Let's take the most used value, species=Acer platanoides. Just adding this NSI entry would affect 60091 elements!
Would it be only one NSI entry? What would be the preset’s name (since this is the name suggestion index)? If the preset is simply named Acer platanoides, no one but a botanist would find it. If we name it “Norway maple”, then only English speakers would find it, while Spanish speakers in Spain would see English all over the preset list.

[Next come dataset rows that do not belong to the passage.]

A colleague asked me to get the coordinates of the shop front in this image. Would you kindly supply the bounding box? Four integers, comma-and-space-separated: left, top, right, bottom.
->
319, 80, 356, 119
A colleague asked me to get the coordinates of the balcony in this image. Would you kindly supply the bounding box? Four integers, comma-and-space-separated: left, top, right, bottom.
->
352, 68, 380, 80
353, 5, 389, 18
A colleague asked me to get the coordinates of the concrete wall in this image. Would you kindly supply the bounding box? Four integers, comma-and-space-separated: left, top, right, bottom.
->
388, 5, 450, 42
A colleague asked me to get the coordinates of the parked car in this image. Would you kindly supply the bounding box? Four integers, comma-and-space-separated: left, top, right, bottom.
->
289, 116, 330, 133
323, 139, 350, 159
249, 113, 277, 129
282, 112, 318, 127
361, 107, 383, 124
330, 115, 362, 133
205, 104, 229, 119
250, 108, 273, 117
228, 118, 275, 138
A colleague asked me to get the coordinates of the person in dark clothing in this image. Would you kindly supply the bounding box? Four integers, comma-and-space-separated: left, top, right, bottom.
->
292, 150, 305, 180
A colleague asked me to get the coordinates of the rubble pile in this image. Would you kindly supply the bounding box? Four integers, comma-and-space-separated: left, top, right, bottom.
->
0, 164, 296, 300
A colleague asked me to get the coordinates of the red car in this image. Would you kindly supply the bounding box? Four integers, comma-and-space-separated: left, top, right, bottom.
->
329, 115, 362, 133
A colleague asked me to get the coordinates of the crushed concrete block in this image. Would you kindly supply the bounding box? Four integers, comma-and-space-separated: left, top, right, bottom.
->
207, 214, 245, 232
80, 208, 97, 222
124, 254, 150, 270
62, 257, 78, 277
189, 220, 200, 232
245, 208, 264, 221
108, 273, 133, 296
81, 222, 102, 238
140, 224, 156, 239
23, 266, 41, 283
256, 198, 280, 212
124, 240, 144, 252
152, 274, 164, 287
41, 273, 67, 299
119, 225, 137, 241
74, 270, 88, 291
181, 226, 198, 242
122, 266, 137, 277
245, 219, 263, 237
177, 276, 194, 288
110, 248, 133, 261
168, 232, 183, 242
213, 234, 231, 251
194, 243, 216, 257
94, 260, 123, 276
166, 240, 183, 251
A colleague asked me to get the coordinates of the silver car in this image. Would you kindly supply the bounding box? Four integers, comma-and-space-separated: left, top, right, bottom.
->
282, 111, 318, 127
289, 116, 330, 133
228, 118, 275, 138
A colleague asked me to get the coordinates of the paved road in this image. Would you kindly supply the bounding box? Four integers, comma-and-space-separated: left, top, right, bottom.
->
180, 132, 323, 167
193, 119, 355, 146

Hi, I noticed there are many trees that have species= and/or species:wikidata=, but don't have leaf_type= and leaf_cycle= tags yet. Often this makes a quest appear on StreetComplete, or such trees are marked as incomplete information on Every Door ecc. wasting contributors time to add an information that is - potentially - already there.
Do you think it could be a good idea to have a new category for trees, that based on species= and/or species:wikidata= values could suggest the correct leaf_type and leaf_cycle?
This could also help finding errors, such as a species=Ginkgo biloba tagged as leaf_type=needleleaved ecc., so it could serve as QA as well.